- Para empuñar el lápiz lo hizo sin contar con sus manos, y para asistir diariamente a la escuelita de la comunidad de Samulalí, llegaba a rastras, chapaleando lodo, pues tampoco posee los pies como todos los seres humanos. Pero terco e indeclinable se propuso estudiar y ahora lograr bachillerarse. Quienes tuvieron confianza en que cuando se quiere no hay impedimento físico que valga, le tendieron la mano
Maricely Linarte [email protected]
Pedro Pablo, a quien la vida le quitó el privilegio de tener sus manos y pies, y para quien eso no fue impedimento para estudiar hasta llegar a bachillerarse, es hijo de doña Juana Martha Rizo, una esteliana humilde que emigró con sus padres hasta Samulalí en busca de mejores condiciones de vida.
Reconoce que de sus dos hijos, Pedro Pablo resultó ser el más aplicado en sus estudios y soñador.
“Yo le he ayudado en lo que he podido. Vivimos en esta casa posando, porque es propiedad del que fue mi marido y dejé hace diez años.
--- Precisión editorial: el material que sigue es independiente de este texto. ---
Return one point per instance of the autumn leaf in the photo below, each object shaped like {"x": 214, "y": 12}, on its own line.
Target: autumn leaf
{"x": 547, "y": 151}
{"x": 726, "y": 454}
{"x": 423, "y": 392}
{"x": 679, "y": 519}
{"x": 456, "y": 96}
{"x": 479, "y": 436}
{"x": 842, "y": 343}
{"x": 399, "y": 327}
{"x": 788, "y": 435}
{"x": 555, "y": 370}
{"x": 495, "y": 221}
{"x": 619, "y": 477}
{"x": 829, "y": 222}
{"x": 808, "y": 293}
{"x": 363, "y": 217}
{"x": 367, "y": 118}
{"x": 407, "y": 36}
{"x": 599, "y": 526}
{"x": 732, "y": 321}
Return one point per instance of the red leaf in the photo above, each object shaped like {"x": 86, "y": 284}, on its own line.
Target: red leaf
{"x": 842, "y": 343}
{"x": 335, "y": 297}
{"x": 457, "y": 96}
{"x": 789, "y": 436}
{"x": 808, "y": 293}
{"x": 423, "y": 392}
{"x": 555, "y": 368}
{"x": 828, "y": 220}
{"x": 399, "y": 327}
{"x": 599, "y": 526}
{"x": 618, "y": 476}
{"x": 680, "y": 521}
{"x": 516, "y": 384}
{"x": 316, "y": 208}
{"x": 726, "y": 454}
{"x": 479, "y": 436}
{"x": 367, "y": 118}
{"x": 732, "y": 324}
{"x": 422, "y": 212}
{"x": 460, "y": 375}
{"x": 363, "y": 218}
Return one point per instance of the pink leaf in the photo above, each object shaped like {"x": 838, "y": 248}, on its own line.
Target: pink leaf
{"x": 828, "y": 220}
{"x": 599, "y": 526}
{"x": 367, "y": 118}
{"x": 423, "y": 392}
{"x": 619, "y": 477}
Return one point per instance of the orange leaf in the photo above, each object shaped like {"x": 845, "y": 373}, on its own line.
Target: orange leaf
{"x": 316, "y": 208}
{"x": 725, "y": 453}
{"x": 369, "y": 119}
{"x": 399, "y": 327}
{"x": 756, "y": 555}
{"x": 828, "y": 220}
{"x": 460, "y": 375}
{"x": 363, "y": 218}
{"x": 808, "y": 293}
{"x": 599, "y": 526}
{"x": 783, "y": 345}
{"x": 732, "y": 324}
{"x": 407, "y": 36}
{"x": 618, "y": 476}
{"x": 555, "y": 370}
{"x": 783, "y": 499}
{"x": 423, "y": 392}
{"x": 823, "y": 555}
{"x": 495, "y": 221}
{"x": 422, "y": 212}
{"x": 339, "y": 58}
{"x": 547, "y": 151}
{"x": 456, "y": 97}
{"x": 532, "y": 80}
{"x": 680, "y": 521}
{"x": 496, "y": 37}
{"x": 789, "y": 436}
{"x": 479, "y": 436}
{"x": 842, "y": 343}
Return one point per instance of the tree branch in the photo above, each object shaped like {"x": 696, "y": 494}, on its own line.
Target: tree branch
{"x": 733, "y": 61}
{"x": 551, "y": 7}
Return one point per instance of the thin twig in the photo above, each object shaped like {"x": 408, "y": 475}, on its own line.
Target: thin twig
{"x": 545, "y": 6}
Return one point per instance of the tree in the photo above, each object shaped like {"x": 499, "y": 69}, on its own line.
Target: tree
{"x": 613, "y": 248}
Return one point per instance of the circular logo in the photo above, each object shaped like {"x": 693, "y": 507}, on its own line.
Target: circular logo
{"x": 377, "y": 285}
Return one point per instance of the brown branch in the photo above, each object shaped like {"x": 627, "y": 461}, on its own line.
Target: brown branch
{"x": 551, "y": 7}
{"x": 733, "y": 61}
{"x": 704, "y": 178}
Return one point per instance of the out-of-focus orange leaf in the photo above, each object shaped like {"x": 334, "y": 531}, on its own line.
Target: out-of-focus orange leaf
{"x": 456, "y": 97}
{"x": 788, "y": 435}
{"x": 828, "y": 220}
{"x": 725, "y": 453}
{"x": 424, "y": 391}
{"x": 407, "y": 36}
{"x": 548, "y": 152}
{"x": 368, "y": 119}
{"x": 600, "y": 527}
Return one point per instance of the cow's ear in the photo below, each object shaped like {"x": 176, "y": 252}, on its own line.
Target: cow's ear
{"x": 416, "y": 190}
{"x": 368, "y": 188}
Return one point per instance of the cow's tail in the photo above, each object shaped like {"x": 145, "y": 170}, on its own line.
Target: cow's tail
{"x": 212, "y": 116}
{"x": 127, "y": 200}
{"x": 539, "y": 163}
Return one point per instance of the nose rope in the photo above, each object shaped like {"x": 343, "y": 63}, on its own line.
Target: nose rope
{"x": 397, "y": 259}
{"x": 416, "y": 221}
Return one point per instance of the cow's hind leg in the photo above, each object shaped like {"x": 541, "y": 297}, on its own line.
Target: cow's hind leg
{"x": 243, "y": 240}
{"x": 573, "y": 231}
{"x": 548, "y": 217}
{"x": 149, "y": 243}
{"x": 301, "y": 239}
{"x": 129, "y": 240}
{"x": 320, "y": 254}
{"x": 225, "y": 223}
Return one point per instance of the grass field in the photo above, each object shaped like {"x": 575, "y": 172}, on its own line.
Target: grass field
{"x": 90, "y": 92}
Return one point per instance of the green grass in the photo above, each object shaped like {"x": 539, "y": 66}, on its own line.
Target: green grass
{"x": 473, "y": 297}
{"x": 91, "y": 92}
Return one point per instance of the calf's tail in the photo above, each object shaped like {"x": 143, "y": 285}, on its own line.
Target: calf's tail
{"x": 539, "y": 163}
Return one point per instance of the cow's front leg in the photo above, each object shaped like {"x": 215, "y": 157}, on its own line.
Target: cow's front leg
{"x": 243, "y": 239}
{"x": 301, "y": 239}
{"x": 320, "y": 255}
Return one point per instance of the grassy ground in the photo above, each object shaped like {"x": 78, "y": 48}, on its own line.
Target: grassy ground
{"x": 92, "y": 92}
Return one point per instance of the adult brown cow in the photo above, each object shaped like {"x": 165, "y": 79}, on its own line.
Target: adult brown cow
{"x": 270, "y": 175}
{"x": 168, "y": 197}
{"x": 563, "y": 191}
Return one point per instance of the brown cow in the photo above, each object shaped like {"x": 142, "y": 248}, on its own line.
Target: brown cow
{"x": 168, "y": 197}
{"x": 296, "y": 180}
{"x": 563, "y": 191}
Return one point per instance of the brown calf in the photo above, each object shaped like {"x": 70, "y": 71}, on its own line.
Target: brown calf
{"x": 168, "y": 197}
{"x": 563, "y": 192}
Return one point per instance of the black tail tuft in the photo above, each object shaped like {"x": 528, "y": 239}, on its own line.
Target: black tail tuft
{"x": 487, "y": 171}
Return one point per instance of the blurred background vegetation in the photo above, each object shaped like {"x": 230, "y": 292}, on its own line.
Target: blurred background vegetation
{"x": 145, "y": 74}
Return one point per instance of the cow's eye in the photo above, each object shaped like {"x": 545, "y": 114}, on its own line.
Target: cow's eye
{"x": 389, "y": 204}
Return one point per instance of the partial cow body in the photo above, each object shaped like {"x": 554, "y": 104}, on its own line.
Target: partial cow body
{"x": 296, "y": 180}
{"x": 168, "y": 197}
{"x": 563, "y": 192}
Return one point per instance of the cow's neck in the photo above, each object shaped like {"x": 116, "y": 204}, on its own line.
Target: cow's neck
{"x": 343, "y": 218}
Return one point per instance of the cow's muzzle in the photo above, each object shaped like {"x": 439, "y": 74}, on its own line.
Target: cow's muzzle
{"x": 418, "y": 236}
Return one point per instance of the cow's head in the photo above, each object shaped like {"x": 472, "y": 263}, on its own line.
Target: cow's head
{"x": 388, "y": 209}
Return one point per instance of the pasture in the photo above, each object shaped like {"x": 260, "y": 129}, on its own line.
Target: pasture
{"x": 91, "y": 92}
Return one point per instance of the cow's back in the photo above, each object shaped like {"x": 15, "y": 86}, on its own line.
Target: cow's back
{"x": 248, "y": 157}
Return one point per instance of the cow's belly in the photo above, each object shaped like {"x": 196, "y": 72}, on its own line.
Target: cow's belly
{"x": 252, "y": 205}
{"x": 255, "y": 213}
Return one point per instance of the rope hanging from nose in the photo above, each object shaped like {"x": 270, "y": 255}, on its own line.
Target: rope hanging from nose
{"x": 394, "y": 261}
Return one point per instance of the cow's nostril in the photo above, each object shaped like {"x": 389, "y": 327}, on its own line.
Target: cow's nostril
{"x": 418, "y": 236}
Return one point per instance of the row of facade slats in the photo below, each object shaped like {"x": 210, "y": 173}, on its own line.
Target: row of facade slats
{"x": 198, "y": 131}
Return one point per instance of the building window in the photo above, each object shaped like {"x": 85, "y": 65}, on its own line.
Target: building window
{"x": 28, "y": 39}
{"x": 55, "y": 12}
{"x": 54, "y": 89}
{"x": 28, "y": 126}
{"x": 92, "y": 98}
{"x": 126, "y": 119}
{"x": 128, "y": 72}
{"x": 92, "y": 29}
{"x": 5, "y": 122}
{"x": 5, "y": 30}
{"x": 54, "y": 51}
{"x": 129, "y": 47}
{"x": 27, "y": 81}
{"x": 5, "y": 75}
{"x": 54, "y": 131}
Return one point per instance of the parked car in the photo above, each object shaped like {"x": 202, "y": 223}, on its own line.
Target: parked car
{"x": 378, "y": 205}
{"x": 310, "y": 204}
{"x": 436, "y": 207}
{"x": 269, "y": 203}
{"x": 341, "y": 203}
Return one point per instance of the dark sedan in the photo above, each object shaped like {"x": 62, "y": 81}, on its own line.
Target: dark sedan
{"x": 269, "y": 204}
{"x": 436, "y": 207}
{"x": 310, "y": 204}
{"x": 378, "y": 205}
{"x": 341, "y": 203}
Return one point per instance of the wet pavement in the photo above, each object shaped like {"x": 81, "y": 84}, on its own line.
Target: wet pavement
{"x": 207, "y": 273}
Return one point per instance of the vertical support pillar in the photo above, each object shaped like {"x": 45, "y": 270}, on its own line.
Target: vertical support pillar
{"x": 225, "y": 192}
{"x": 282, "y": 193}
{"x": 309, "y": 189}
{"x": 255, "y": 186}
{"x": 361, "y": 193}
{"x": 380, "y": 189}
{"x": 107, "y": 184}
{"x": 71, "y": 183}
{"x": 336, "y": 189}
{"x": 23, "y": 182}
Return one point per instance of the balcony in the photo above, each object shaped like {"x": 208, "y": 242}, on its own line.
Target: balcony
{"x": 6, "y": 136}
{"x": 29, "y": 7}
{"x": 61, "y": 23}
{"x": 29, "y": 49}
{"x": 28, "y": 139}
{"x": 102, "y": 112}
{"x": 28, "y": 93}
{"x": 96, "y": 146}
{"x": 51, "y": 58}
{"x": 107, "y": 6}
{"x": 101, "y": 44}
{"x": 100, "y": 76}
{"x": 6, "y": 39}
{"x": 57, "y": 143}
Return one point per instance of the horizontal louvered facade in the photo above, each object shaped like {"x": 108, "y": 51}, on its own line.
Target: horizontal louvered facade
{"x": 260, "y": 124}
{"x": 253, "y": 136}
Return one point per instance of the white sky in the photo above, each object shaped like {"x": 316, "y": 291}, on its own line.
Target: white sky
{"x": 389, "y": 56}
Hoy nos vive sacando, por eso digo que nosotros posamos aquí”, refiriéndose a la pequeña casa de ladrillos de barro y sin piso.
La afortunada madre dijo que a pesar de las limitantes económicas se siente orgullosa, porque su hijo se bachillerará, aun cuando tiene sus extremidades mutiladas de nacimiento.
“Si le consiguen una beca para estudiar en Managua yo estaría más feliz por él, porque es inteligente y merece salir adelante. Yo no podría ayudarle porque no tengo dinero. Vivimos de lo poco que sembramos en media manzana que alquilo”, narró la madre.
TALENTO E INTELIGENCIA
“Pedro Pablo es sinónimo de talento e inteligencia. A pesar de que carece de sus manos, Dios le concedió la gracia de muchos dones. Elabora trompos y los juega. Con sus compañeros de clases practica béisbol y monta caballos, y si lo invitan a una fiesta, también baila”, dijo su profesor de español y subdirector de la escuela, Luis Felipe Guillén.
“Él es muy inteligente, su promedio académico oscila entre el 85 y 90 por ciento. Es muy bueno. Me siento satisfecho como su profesor, es un logro que hemos alcanzado juntos”, manifestó.
Guillén dijo que Pedro Pablo es uno de los ocho jóvenes que se bachilleran este mes, y corresponden al primer grupo de egresados de estudios secundarios de la Escuela “Monseñor Julián Barni”. Este grupo también es el de los primeros bachilleres de escuelas rurales del departamento.
“El bachillerato será algo trascendental e histórico, Pedro Pablo es uno de los talentos que posee la escuela. Lo he visto llegar a clases en verano e invierno, arrastrándose en el lodo. Es un ejemplo para sus compañeros y la comunidad”, afirmó Guillén.
SACRIFICIO RECOMPENSADO
Promover y servir a la comunidad que lo vio nacer, es algo que siempre lleva presente en sus pensamientos el joven Pedro Pablo. Muestra de ello, fue la creación del proyecto cívico “Puente colgante peatonal del Paso Real de Samulalí”.
Este proyecto, elaborado por cuatro estudiantes, entre ellos Pedro Pablo, fue creado durante tres meses con tutoría de Luis Felipe Guillén, como uno de los trabajos finales de quinto año.
Obtuvieron el primer lugar a nivel nacional, después de haber ganado el primer lugar en el municipal y departamental, representando a Matagalpa en Managua, donde concursaron con los institutos de León, Estelí, Chinandega, Juigalpa, Granada, y otros.
El tutor del proyecto recordó que con mucho sacrificio lograron recaudar entre los estudiantes los 300 córdobas con los que financiaron la elaboración del proyecto y la maqueta del mismo, “valió la pena el sacrificio de los estudiantes. Con el primer lugar obtuvieron 24 mil córdobas”, finalizó Guillén, quien agregó que el concurso fue promovido por el Centro de Educación para la Democracia, auspiciado por Noruega.